Flossmoor Mayor Paul Braun has been appointed to a newly formed panel that will provide input and guidance to the Illinois State Toll Highway Authority as the agency’s staff develops a master plan to reconstruct the highway between Rosemont and Oak Lawn.
Braun is one of 33 members, and nine Chicago-area mayors, named to the Central Tri-State Tollway Corridor Planning Council. The redevelopment of that section of the road – I-294 – is part of Move Illinois, the tollway’s 15-year, $12 billion capital program.
The formation of the panel was announced Thursday.
“While the majority of the Central Tri-State Corridor Planning Council’s work will be planning activities for improvements to the mid-section of the I-294 tollway north of 95th Street, this work will obviously impact Southland residents’ use of the lower portion of the tollway,” Braun said Friday.
“As the South Suburban Mayors and Managers Association’s representative to the Corridor Planning Council, I want make sure that the interests of our region are represented.”
The Corridor Planning Council will be asked to provide a final report and recommendations to the Illinois Tollway board of directors regarding its recommendations for the master planning process and vision for the corridor.
The panel includes representatives from several councils of mayors, Cook and DuPage counties, the Illinois Department of Transportation, as well as groups representing regional transit and transportation planning, economic development, commercial freight and environmental interests. An environmental working group will also be convened to provide input on environmental and livability matters in the corridor.
Nearly 22 miles long, the Central Tri-State Tollway Corridor is one of the busiest and most complex segments of the 286-mile tollway system, serving up to 185,000 daily vehicles.

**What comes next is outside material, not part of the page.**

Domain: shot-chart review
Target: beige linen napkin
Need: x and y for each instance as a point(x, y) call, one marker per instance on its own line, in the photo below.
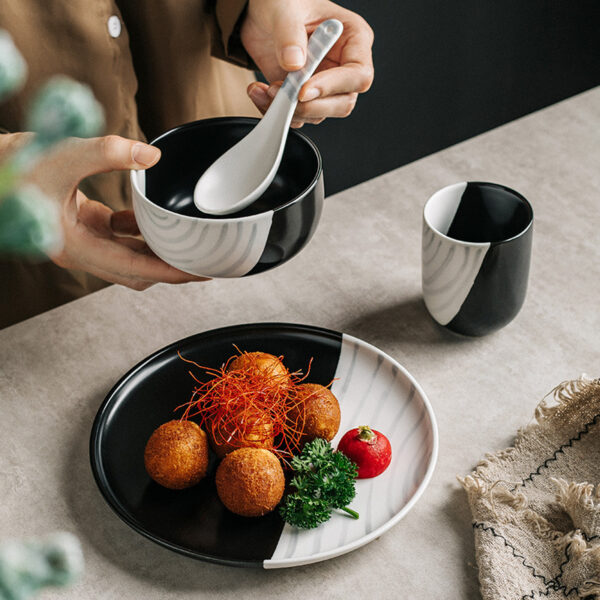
point(536, 506)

It connects five other interstates – the Jane Addams Memorial Tollway (I-90), I-190, the Reagan Memorial Tollway (I-88), the Eisenhower Expressway (I-290) and the Stevenson Expressway (I-55) – and serves as a main route to O’Hare International Airport.

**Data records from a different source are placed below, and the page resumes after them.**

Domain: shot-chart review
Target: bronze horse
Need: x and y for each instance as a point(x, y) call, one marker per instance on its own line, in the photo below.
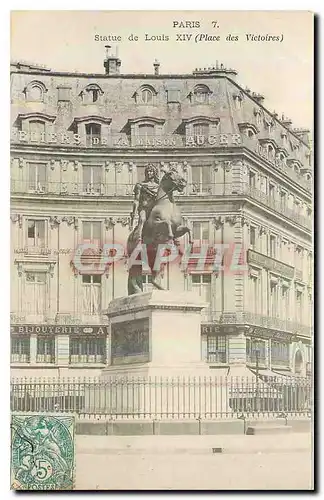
point(162, 226)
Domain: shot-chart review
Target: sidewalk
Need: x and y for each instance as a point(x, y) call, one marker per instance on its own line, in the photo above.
point(293, 443)
point(188, 463)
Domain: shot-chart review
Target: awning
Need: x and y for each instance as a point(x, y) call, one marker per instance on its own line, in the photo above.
point(241, 371)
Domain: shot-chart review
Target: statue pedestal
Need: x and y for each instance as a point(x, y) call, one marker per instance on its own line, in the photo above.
point(155, 363)
point(155, 334)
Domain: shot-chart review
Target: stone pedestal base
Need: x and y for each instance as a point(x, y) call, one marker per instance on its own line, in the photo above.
point(156, 366)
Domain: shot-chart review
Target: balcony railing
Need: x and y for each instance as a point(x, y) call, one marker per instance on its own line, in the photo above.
point(53, 318)
point(101, 189)
point(258, 320)
point(279, 363)
point(275, 205)
point(165, 141)
point(216, 357)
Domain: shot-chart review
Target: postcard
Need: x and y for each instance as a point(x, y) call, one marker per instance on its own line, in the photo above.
point(162, 251)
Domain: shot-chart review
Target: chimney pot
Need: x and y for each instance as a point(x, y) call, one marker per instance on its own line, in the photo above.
point(156, 65)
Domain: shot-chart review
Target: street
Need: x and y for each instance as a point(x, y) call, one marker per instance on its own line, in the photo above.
point(187, 462)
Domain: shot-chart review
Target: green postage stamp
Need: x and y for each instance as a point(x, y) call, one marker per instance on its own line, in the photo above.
point(42, 452)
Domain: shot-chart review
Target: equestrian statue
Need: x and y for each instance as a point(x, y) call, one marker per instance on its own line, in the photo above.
point(159, 222)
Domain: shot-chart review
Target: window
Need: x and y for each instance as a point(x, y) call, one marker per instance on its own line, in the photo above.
point(258, 117)
point(147, 96)
point(201, 94)
point(272, 246)
point(36, 293)
point(93, 133)
point(201, 179)
point(255, 351)
point(87, 350)
point(200, 231)
point(271, 152)
point(201, 284)
point(20, 350)
point(254, 295)
point(37, 177)
point(91, 94)
point(273, 300)
point(271, 192)
point(285, 301)
point(238, 102)
point(35, 91)
point(252, 237)
point(249, 132)
point(91, 288)
point(91, 232)
point(45, 350)
point(216, 349)
point(92, 179)
point(147, 283)
point(36, 130)
point(279, 354)
point(173, 95)
point(252, 180)
point(299, 304)
point(283, 200)
point(36, 233)
point(146, 131)
point(200, 130)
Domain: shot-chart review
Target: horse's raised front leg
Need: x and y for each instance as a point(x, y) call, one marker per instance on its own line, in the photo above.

The Move Illinois program currently includes $1.7 billion for the Central Tri-State Tollway Project, with advance work starting as early as 2018 and reconstruction scheduled for 2020-2022. In addition to planning for roadway reconstruction, the master planning process will allow the Illinois Tollway to consider improvements to several major bridges and local interchanges, accommodations for commercial vehicles and transit.
It will also explore the addition of active traffic management similar to steps being taken as part of the Jane Addams Memorial Tollway Rebuilding and Widening Project.